(Photo courtesy Pixabay)
(Photo courtesy Pixabay)

Topics: Ethical Living | Environment, Human Rights

How our makeup puts children in danger

Mica gives many cosmetics that sought-after glimmer, but it often comes at a cost.


North Americans are obsessed with all things shimmery. It’s no wonder — that glow is associated with health and youth. But where does the shimmer come from? For the most part, the answer is mica, a silver-coloured natural mineral found in mines all over the world. Once mica is extracted from the earth, it is ground into a fine powder and sometimes pigmented, before ending up with the manufacturers of the products in which it is used.

Cosmetics like eyeshadows and lipsticks with shimmer contain mica, as well as highlighters, bronzers, blush and nail polish. Beyond makeup, mica is also found in shampoo, sunscreen and even toothpaste. Many electronics now contain mica, and the iridescent paint you see on certain cars is made with it too. Essentially, any time you see a sparkly coating, it’s likely thanks to mica.

Plenty of minerals are mined from the earth for cosmetic use, but not all of them are as dangerous as mica, even though some market it as environmentally friendly. The problem lies with the illegal mines that are active in India.

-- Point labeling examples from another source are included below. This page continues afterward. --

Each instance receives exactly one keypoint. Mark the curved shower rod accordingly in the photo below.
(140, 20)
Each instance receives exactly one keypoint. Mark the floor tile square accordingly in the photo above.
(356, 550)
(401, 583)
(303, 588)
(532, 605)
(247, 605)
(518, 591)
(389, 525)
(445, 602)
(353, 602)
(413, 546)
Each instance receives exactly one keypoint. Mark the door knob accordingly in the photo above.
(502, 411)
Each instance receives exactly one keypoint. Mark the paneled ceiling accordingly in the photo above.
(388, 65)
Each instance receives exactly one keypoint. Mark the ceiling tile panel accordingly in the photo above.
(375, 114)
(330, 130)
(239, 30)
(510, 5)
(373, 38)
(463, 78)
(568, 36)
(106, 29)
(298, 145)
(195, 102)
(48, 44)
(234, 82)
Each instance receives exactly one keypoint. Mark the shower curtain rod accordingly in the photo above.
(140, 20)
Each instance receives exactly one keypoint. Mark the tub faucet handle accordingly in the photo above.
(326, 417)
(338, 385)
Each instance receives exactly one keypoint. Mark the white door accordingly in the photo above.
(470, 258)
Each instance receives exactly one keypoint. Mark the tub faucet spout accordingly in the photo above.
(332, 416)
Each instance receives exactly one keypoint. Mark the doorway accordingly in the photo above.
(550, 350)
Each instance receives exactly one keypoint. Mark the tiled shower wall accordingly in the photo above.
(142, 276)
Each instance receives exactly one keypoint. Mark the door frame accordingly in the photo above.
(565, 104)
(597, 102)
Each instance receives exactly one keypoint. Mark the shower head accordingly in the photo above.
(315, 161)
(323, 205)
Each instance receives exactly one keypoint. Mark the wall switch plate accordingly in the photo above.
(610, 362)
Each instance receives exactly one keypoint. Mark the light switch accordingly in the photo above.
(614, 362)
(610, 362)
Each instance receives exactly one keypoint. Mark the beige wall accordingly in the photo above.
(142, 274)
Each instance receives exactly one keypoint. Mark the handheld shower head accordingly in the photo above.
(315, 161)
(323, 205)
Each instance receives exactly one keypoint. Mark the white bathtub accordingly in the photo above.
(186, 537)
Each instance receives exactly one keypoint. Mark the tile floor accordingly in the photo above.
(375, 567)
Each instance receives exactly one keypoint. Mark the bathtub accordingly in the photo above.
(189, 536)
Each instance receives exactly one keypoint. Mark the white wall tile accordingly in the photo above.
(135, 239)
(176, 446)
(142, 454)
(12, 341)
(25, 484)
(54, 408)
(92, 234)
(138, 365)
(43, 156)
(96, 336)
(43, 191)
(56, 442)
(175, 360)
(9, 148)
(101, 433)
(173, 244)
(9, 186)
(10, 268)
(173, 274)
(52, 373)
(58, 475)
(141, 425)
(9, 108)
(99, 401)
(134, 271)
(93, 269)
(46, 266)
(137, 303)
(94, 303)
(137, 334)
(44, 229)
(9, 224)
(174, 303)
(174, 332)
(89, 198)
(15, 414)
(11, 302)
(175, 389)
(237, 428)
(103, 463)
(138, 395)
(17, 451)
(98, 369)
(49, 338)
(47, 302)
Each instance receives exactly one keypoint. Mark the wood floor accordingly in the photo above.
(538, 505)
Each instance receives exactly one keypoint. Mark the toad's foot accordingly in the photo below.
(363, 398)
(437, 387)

According to a recent World Vision Canada report, a quarter of the world’s mica comes from these mines, which are often small family-run businesses. Children in India under the age of 18 cannot, by law, work in hazardous conditions like those found in mica mines, however, a current legal loophole allows younger children to work in family businesses outside of school hours.

So, while children in India technically cannot work in mica mines, families in the two states where mica is found, Jharkhand and Bihar, risk their children’s lives by having them “help out” with the family business, according to the report.

Some mines narrow to the point that only small children can get in to extract the mineral, which can be several hundred feet from the surface. None of these mines comply with labour and safety laws.

An investigation by the Thomson Reuters Foundation in 2016 revealed that seven children had died in illegal mica mine cave-ins in the preceding two months, but their deaths had been covered up.

According to a Der Spiegel report, every month, non-governmental organization Bachpan Bachao Andolan documents “between 10 and 20 deaths in collapsed mica tunnels.”

Because these mines are operating illegally, child labour laws aren’t enforced, which can mean children work long days in the mines instead of attending school, the Thomson Reuters Foundation reported.

The obvious next step for companies who use the mineral in their products would be to trace their own supply chains back to the source and either ensure their mica is legally mined, or tell their suppliers to shape up or be replaced. But it hasn’t been that simple.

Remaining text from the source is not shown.